The Secretariat’s report notes the highly concentrated nature of certain telecommunications subsectors. The dominant carrier holds 72 percent of the fixed line telephony market, and one company controls 68 percent of the free-to-air television market. In light of our concerns on this issue, we would be interested in an update from Mexico on its recent efforts to liberalize the telecommunications sector. We take note of Mexico’s comments on this issue this morning, and we look forward to learning more about potential reforms in this area.

Also of concern is our view that, given the shared border between the U.S. and Mexico, it remains important that Mexican customs officials have the authority to seize counterfeit trademark and pirated copyright goods, on their own authority, without the need for a right holder complaint. We urge Mexico to amend its customs law to enable Mexican Customs to seize shipments where they have reason to believe or suspect that a good is counterfeit or pirated.

While Mexico has already undertaken efforts to simplify customs procedures and reduce import costs, we take note of the Secretariat’s statement that that there is scope to reduce the incidence of non-tariff border measures. In our view, one such area is Mexico’s continued use of reference prices for used cars. We also have concerns about the use of such prices on certain types of yarn and apparel products. As it is unclear how such prices are determined and applied, we would appreciate clarification from Mexico.

Finally, as the Secretariat highlighted, Mexico has already included chapters on government procurement in ten of its free trade agreements. Given that Mexico has already opened its procurement market to a large number of GPA Parties, we encourage Mexico to become an observer to the WTO Committee on Government Procurement.
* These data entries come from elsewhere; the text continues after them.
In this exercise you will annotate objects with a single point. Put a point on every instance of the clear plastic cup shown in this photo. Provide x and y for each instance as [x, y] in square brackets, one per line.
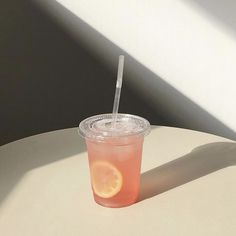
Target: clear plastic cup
[115, 153]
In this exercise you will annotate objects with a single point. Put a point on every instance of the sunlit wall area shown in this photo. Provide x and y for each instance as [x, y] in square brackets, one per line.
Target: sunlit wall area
[181, 54]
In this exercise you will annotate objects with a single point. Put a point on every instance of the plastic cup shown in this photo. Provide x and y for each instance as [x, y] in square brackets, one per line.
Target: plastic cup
[115, 154]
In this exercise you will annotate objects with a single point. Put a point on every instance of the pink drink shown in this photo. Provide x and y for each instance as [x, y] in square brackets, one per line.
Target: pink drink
[115, 155]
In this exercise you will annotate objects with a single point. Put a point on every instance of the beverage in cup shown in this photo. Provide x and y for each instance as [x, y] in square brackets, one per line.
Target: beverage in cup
[114, 154]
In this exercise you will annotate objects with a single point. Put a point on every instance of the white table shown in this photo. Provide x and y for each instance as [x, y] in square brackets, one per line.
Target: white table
[188, 187]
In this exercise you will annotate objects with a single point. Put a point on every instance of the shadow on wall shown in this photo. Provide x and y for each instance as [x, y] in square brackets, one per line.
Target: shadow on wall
[172, 107]
[48, 79]
[217, 10]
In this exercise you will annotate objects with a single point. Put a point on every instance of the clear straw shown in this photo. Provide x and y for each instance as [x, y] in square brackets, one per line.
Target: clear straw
[118, 89]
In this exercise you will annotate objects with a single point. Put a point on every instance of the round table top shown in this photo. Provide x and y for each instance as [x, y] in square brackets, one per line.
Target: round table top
[187, 187]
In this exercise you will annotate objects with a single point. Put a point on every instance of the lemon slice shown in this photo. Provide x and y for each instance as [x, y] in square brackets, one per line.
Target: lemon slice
[106, 179]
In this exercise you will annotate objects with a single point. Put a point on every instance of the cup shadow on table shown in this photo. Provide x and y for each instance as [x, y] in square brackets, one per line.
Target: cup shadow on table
[201, 161]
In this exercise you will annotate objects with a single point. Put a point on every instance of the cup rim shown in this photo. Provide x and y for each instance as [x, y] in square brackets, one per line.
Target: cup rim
[86, 130]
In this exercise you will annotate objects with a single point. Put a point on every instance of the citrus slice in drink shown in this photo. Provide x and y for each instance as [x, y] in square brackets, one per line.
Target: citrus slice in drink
[106, 179]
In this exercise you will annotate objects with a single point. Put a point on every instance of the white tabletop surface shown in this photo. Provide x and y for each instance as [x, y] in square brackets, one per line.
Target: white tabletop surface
[188, 187]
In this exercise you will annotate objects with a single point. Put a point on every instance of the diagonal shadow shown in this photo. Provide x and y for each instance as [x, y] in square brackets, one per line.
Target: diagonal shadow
[170, 106]
[201, 161]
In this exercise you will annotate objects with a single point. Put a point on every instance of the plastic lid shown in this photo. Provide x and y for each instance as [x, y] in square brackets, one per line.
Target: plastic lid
[100, 127]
Mr. Chairman, in conclusion, I would like to praise Mexico’s strong leadership role in many regional and multilateral fora, including in the WTO. We commend Mexico for its commitment to open markets and to a trade policy that focuses on creating a favorable investment climate and trading regime. We look forward to continued work with Mexico, and other WTO Members, to support and strengthen the multilateral trading system.